This week the Columbia Journal of Transnational Law published my new research paper, “Economic Dealings With Occupied Territories.”
The gist (from the abstract):
This Article conducts a comprehensive survey of the relevant current state practice and judicial precedent regarding occupied territories, aside from the well-examined case of Israel. Much of this practice has never been considered by scholars, let alone examined holistically. Clear patterns emerge when state practice is examined globally, and the principles they suggest are in turn reaffirmed by recent path-breaking decisions of European national courts.
State practice and decisions of important national courts support a fully permissive approach to economic dealings by third-party states or nationals in territories under prolonged occupation or illegal annexation. There is no obligation on third-party states to block such activity, or to insist on particular language on product labels, or to ensure that their foreign aid funds do not cross into occupied territory.
The paper is published at an opportune time. On Wednesday the CEO of the French telecom firm Orange announced that he sought to “drop” his business in Israel, done through an Israeli subsidiary. Speaking at a meeting in Cairo, he emphasized that this was action was mostly to win the “trust” of Arab countries. But there was also a suggestion that this is because the Israeli affiliate has some cellular antennae across the Green Line.
The French Ambassador to the U.S., (and formerly Israel), defended the Orange CEO’s statement on Twitter:‘
“4th Geneva convention : settlement policy in occupied territories is illegal. It is illegal to contribute to it in any way.”
That statement is entirely baseless. Even if settlements are illegal, there is no ban on business in the territories, or with settlers. Certainly there is no tertiary obligation to not do business with businesses that have some tangential business in such territory. All this is demonstrated extensively in my new paper, some of which I tried to share with Amb. Araud.
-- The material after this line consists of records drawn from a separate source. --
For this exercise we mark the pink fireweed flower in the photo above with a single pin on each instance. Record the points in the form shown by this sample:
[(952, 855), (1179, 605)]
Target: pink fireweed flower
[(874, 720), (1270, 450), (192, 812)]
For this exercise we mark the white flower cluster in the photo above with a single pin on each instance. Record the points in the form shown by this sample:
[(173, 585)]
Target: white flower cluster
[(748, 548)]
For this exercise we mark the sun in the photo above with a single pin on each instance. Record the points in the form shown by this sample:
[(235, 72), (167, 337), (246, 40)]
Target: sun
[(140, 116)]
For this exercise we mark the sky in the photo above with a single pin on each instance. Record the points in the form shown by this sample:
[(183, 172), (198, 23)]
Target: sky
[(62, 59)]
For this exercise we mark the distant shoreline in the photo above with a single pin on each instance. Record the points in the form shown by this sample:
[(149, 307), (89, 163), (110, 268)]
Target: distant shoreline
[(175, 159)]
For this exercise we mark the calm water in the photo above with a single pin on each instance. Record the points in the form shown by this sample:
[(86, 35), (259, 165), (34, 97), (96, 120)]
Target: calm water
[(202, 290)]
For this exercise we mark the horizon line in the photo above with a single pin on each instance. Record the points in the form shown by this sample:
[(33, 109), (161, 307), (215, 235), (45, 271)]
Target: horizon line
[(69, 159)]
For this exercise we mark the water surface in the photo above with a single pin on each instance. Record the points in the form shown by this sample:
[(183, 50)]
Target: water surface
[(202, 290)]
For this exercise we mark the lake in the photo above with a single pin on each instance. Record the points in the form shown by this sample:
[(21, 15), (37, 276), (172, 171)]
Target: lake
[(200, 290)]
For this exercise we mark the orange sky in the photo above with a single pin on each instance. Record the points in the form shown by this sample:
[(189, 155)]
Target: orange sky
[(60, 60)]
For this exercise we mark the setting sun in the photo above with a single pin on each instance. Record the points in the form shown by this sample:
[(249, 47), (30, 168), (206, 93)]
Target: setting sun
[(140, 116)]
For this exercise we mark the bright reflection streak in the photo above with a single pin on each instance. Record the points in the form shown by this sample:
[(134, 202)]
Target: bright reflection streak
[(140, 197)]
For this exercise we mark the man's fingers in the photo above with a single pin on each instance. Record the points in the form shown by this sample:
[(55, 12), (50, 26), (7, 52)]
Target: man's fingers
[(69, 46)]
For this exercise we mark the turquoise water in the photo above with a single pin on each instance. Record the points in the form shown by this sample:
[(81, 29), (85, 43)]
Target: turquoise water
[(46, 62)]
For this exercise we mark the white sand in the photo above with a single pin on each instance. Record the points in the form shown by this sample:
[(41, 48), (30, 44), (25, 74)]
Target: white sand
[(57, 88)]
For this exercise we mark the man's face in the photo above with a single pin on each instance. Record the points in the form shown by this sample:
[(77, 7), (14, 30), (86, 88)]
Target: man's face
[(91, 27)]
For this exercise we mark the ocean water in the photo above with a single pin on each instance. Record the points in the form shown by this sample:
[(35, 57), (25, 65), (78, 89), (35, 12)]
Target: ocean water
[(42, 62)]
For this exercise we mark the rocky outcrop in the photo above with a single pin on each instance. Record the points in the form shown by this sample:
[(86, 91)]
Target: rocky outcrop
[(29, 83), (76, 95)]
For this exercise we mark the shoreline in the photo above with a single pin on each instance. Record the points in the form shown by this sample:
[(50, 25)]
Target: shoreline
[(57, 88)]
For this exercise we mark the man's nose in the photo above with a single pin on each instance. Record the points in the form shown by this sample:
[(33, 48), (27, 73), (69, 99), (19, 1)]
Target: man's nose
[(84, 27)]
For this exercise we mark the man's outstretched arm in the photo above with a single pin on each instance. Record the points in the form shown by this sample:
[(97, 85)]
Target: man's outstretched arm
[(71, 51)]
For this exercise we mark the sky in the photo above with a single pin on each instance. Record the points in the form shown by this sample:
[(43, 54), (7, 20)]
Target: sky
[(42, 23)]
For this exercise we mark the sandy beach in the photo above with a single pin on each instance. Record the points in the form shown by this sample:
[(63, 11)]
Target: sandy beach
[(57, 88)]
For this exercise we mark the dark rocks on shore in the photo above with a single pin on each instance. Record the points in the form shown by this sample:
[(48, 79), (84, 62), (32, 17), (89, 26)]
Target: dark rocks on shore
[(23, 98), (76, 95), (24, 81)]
Perhaps the most instructive aspect of this was the reaction of Amb. Araud, when I pointed out to him that his legal claim is baseless, and squarely contradicted by France’s own courts in recent decisions involving Israel, which held the Geneva Conventions flatly inapplicable to private companies. It is also contradicted by the opinions the U.N. Security Council Legal Advisor, the EU Parliament’s legal advisor, and the U.K. Supreme Court, and more. (All these are described at length in my new paper.)
The Orange incident, and the Ambassador’s legal claim, are also bad news for a number of French companies, like the oil giant Total, which is active in Moroccan-occupied Western Sahara against the vociferous protests of the indigenous Sawahari people. (There are many other examples, like Michelin in Turkish-occupied Cyprus.) The French government has never criticized any of these controversial activities in any way. But if the Ambassador’s legal claim is right, he has provided the basis for war crimes prosecutions of France’s leading executives.
Amb. Araud responded to my question by revealing that he had no idea one of his country’s largest companies was engaged in an major project that, by his account, is a war crime.
The Ambassador, after blocking me, revealed that his international law claims are not really about international law:
I speak of one occupied territory. I am answered on other territories. I conclude that everybody agrees on what I say on the former.
In other words, no fairs to cite precedents and practice. But of course, if you are talking about international law, “other territories” are entirely relevant. First, for something to be law, it has to be a rule that applies to similar situations. And for it to be international, well, those situations will involve different countries.
What the French apparently want is, to paraphrase Stalin, international law for one country. Ok. But don’t call it international. And don’t call it law.
Orange’s legal advice has been bad not just on the international legal front. The CEO apparently is unaware that his statement could make it impossible for at least one major state’s pension funds to have holdings in his firm. Illinois’ pensions have recently had about $1.3 million in Orange shares (it sold them in June for unrelated reasons), and as more states pass anti-BDS laws, Orange will have to seek more of its capital in the places it has built up “trust.”